Batch processing in modern Java applications with Spring Batch.

In the world of software development, Batch processing has been one of the challenging areas to implement in the early stages. But these days there are plenty of solutions available out of the box in the frameworks and platforms to do batch processing. In this article, I will share my experience with one such tool, Spring Batch. This will enable you to do batch processing by configuring this with your existing Spring Boot applications.

Before we jump into the Spring Batch let me brief you about batch processing. the name might make you fear a lot about it in case if you are new to this. It’s nothing but processing the transactions (data) as small chunks or groups without any manual interaction from the user of the application. You may ask why you want to do that. The answer is because it has a lot of benefits in terms of performance and the efficiency of the application as you deal with a large dataset.

Now let’s understand how it’s going to work and how we are going to implement this. First of all, I am going to pick an example to start with. I’ll take a large CSV dataset from Kaggle and write the data to the in-memory database of a Spring Boot application.

Here we there will be a user task that has the steps configured already to do execute the steps. In this particular use case, we will be only using one step. and it will have three main components those are reader, processor, and writer. I believe these components are self-descriptive enough with those names. But we will explore each in detail.

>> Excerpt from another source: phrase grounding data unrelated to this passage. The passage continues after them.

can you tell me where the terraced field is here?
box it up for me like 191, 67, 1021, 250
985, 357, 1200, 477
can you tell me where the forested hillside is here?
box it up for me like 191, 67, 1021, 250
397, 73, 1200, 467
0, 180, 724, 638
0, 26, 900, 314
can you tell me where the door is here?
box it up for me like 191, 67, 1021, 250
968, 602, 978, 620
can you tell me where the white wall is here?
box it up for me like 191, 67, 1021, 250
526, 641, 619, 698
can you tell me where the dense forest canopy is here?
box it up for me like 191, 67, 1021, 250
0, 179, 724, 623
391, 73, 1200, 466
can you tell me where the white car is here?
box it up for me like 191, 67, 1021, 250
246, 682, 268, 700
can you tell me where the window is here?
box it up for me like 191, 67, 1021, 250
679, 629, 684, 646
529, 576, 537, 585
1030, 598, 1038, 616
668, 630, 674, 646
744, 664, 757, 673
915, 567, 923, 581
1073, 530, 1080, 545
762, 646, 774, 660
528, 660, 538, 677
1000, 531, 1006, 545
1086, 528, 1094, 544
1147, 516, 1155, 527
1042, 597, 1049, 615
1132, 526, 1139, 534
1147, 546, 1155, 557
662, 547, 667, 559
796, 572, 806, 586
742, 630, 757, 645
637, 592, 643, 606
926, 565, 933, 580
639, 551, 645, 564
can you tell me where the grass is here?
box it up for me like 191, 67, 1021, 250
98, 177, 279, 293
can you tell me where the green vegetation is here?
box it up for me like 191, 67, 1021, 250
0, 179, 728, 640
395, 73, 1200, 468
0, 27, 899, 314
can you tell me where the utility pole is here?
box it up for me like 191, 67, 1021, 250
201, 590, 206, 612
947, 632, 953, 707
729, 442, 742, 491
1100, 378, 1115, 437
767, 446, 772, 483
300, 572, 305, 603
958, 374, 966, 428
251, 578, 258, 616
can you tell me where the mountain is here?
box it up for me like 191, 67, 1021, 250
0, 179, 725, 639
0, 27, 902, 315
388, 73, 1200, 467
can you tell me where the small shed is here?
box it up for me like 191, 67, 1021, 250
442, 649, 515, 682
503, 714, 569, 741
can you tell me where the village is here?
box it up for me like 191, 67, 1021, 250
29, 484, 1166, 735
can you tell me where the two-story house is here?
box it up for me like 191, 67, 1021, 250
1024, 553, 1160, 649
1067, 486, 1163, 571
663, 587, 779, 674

Now let’s try to implement this simple use case together. I’ll be attaching few code snippets and explaining step by step, but feel free to clone the GitHub repository and play with it from the following URL: https://github.com/vithushanms/spring_batch.git

The dataset being used in this example can be downloaded from here: https://github.com/vithushanms/spring_batch/blob/main/demo-batch-processing/src/main/resources/books.csv

As a first step, you should create the spring boot application with the following dependencies.

Spring Batch I/O
Spring Data
JPA
HSQLDB

After you have created the project, move the CSV which you have downloaded into the resource folder.

Now you have to create the data models for the Input data and the data you are going to write to the database.

So the above BookInput model describes the exact CSV data as to how it is represented. And the below one explains how we are going to write it to the database

Also, I’ve used few annotations from JPA which are @Entity and @Id. These are used to automatically create the table and set the id when we run the spring boot application. Now let’s create the actual item processor which describes how one single BookInput will be transformed into a Book.

Here the above class BookProcessor implements the ItemProcessor where the process is already defined. So we are overriding it to transform the Data in our pipe. In simple words, this gives the definition for getting one single input record and converting it to one single book.

Now we have the input model, expected output model, and item processor with us. Now we need to configure the flow.

So, I have created a configuration class that is BatchConfiguration and used @EnableBatchProcessing from the framework which will help to avoid a lot of manual works such as setting up a memory database. Also, I have autowired a couple of factories here which will be used in the latter part. with that, I have another bean to get the instance of the item processor (BookProcessor) we have created above. Now let’s introduce a few more beans to the configuration.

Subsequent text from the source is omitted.